El verdadero problema en este caso es que las soluciones mitigadoras planteadas anteriormente ni siquiera funcionan en este caso. Hasta el momento, no hay forma de realizar una copia de seguridad del software de nuestro frigorífico y, en cualquier caso, el proceso de recuperación del mismo no está al alcance de la mayoría de usuarios. Además, estos dispositivos están diseñados (supuestamente) para durar muchos años, como un coche, frente a los tiempos de reposición mucho más reducidos de ordenadores y teléfonos móviles.
Finalmente, para terminar de empeorar las cosas, la seguridad suele ser la última de las prioridades para los fabricantes de estos dispositivos IoT, de forma que muchos no tienen equipos de ingenieros específicos, ni sus dispositivos son actualizables. Baste recordar el ejemplo de la botnet Mirai, que infectó cientos de miles de cámaras digitales y webcams, y lanzó un ataque de denegación de servicio (DoS), que resultó en multitud de servicios como Twitter fuera de combate durante horas.

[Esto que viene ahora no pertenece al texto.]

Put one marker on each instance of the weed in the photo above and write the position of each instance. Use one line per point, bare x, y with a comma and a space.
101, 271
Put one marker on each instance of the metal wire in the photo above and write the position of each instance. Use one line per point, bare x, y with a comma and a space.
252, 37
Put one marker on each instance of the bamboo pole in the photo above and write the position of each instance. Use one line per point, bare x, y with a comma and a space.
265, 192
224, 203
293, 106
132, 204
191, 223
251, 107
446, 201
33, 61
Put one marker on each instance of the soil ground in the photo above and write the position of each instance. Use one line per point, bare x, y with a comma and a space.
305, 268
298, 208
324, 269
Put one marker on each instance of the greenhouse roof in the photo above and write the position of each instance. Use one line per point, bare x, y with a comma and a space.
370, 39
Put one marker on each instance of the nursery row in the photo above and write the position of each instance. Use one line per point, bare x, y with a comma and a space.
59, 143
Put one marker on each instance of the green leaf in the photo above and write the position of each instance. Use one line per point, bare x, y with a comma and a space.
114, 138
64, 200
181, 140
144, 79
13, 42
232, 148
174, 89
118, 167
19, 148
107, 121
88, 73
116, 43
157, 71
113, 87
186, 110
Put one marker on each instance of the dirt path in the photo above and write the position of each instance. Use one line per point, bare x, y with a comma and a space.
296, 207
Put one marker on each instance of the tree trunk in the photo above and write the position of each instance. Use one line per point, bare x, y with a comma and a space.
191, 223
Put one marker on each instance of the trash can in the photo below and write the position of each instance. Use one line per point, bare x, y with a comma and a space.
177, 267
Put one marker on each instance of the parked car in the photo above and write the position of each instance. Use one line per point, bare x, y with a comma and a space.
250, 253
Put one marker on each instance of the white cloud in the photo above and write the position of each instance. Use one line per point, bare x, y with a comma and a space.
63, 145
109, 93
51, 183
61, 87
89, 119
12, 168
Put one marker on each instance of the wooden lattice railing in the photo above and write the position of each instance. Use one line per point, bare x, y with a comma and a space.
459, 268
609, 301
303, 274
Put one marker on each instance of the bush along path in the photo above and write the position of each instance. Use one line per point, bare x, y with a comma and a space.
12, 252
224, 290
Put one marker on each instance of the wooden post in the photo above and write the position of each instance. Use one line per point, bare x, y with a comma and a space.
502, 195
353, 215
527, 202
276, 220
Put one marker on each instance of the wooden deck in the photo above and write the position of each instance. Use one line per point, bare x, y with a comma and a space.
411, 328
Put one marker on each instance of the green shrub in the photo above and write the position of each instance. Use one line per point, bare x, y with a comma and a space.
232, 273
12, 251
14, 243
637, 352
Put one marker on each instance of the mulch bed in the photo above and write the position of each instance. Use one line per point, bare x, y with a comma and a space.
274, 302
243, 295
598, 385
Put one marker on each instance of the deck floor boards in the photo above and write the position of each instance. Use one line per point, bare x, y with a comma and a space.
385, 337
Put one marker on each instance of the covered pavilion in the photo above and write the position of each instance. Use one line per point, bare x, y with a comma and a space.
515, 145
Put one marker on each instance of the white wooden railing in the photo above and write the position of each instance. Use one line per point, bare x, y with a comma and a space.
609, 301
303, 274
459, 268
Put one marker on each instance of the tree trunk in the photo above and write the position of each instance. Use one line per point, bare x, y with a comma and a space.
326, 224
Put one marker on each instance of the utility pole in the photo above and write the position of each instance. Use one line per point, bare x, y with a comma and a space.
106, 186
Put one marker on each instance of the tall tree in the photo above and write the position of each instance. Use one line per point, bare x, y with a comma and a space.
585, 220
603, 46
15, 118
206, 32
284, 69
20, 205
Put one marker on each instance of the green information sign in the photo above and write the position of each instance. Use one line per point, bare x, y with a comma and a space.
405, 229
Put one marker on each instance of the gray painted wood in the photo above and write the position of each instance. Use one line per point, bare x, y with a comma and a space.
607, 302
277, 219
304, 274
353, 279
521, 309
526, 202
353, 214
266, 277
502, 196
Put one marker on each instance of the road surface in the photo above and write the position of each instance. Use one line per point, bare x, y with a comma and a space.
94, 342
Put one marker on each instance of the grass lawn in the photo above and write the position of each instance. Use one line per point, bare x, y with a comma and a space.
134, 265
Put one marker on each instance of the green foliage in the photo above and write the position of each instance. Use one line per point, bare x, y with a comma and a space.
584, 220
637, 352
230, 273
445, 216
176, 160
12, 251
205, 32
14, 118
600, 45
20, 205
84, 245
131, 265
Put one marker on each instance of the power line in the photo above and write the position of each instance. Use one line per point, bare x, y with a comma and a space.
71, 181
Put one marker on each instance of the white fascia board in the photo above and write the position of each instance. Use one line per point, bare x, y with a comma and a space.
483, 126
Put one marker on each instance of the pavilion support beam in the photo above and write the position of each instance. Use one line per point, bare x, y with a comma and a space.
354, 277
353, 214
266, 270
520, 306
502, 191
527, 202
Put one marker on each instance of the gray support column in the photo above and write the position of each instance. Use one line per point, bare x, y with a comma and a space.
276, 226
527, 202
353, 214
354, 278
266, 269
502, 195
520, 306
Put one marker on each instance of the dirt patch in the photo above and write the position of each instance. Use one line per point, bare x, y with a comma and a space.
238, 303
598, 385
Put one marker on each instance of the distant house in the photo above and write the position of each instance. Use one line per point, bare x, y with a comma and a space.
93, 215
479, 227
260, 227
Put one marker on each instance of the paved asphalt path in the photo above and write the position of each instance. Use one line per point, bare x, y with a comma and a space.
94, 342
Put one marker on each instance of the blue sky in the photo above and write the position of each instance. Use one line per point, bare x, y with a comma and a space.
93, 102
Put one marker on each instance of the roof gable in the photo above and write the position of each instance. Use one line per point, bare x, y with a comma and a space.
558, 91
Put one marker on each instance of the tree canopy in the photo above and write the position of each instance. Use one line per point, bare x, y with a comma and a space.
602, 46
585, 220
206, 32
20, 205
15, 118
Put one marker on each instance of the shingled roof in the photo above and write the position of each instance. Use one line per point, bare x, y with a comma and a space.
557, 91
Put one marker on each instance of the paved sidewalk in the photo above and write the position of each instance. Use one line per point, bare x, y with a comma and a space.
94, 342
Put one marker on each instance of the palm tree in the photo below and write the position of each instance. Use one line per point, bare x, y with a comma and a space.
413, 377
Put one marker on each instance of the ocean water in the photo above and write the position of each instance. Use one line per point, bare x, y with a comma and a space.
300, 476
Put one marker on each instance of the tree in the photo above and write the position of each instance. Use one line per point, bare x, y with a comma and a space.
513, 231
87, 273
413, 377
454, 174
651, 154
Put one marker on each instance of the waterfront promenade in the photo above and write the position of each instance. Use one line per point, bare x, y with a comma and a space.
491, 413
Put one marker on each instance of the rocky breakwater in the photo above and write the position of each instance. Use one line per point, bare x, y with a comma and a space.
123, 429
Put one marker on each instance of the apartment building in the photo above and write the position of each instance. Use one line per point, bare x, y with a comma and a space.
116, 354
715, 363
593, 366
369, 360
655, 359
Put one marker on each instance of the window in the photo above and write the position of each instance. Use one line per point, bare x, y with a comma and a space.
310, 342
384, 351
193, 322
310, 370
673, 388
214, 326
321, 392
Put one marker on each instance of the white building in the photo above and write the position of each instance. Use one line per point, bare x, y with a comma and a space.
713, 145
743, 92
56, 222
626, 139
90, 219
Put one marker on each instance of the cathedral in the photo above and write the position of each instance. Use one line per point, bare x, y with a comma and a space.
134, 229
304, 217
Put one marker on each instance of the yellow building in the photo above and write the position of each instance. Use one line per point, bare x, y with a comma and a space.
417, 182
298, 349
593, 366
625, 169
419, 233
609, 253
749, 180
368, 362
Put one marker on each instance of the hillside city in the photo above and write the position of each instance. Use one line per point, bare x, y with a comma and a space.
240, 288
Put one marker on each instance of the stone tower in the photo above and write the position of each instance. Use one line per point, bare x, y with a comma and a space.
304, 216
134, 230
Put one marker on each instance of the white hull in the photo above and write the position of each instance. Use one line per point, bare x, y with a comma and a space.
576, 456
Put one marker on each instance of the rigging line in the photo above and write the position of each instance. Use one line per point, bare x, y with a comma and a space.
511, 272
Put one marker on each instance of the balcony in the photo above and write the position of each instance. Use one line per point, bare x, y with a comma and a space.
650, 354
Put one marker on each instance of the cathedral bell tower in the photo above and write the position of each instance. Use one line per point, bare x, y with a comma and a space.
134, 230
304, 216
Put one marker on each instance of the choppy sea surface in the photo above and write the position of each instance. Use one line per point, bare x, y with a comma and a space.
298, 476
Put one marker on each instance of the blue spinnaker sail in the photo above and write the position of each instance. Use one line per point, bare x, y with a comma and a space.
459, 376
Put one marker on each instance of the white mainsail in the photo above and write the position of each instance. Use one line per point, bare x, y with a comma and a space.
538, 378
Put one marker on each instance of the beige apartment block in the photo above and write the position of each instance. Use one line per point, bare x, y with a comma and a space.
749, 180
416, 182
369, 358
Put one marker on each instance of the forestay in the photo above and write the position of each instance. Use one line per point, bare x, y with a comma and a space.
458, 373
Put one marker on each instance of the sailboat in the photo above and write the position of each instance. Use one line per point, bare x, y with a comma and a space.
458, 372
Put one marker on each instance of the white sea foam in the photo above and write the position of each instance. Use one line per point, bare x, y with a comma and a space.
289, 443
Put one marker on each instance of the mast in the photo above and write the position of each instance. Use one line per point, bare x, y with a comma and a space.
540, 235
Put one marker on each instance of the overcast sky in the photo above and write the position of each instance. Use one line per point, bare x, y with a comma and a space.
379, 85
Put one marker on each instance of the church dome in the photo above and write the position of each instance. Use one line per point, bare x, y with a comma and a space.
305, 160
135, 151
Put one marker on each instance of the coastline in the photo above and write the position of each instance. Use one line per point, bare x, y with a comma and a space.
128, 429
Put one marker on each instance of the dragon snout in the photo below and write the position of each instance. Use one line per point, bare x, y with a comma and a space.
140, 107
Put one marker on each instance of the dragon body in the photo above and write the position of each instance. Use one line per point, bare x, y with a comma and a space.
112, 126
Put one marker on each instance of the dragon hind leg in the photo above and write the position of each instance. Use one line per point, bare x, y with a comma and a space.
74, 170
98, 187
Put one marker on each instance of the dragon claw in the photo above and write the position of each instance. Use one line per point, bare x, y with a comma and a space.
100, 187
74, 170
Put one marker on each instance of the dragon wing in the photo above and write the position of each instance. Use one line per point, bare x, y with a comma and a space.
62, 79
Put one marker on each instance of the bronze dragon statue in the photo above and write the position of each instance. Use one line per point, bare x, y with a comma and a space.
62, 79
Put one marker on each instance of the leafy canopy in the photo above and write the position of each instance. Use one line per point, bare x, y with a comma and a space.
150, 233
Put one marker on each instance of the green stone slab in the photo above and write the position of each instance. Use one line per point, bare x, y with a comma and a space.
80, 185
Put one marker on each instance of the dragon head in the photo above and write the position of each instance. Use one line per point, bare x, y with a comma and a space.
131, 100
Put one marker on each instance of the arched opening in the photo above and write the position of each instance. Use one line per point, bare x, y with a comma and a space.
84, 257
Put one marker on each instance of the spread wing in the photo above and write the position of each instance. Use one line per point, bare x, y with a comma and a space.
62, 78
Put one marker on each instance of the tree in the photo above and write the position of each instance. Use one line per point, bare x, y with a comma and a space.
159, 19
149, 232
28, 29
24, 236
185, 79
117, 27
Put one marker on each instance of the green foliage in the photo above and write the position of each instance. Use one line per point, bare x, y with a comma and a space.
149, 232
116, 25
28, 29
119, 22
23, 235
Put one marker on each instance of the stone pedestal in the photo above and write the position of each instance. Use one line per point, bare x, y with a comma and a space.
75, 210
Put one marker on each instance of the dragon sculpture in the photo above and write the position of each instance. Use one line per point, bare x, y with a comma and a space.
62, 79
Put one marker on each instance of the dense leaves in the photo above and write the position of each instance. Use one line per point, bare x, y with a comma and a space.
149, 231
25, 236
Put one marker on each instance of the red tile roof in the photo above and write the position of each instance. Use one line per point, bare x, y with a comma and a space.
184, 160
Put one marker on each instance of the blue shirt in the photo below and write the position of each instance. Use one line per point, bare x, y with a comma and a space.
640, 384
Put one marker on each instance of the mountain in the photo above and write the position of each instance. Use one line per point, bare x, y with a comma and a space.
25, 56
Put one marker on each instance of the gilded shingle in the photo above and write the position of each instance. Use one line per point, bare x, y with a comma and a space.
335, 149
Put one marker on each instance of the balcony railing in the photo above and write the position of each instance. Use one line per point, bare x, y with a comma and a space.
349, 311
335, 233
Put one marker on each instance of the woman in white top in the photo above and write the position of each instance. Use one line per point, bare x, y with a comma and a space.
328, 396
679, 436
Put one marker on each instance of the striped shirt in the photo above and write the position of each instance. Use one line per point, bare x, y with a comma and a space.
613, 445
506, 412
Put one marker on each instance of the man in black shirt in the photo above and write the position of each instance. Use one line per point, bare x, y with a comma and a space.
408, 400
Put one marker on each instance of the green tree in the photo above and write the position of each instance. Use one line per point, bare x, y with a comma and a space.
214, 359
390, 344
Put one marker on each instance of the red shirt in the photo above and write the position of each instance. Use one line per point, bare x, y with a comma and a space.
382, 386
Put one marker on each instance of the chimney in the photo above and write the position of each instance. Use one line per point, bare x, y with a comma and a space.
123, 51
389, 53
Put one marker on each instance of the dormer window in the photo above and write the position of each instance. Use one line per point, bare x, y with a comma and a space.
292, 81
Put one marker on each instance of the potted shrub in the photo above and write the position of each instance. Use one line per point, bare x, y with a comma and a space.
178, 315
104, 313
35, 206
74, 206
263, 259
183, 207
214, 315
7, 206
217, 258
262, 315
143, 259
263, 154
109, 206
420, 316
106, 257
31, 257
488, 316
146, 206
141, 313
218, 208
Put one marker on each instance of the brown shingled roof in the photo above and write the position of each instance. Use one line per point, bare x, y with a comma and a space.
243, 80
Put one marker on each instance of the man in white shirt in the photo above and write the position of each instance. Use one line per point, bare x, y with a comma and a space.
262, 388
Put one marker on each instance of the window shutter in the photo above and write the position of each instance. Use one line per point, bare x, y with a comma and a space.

La mayoría de los dispositivos atacados no pueden ser arreglados de ninguna forma, por lo que siguen siendo vulnerables.
La solución, como todo en el ámbito de la ciberseguridad, no es sencilla ni inmediata, pero, en mi opinión, pasará a largo plazo en normativas mucho más exigentes por parte de las autoridades, que obliguen a los fabricantes a asumir las consecuencias de fabricar dispositivos defectuosos, que puedan poner en riesgo la vida de las personas.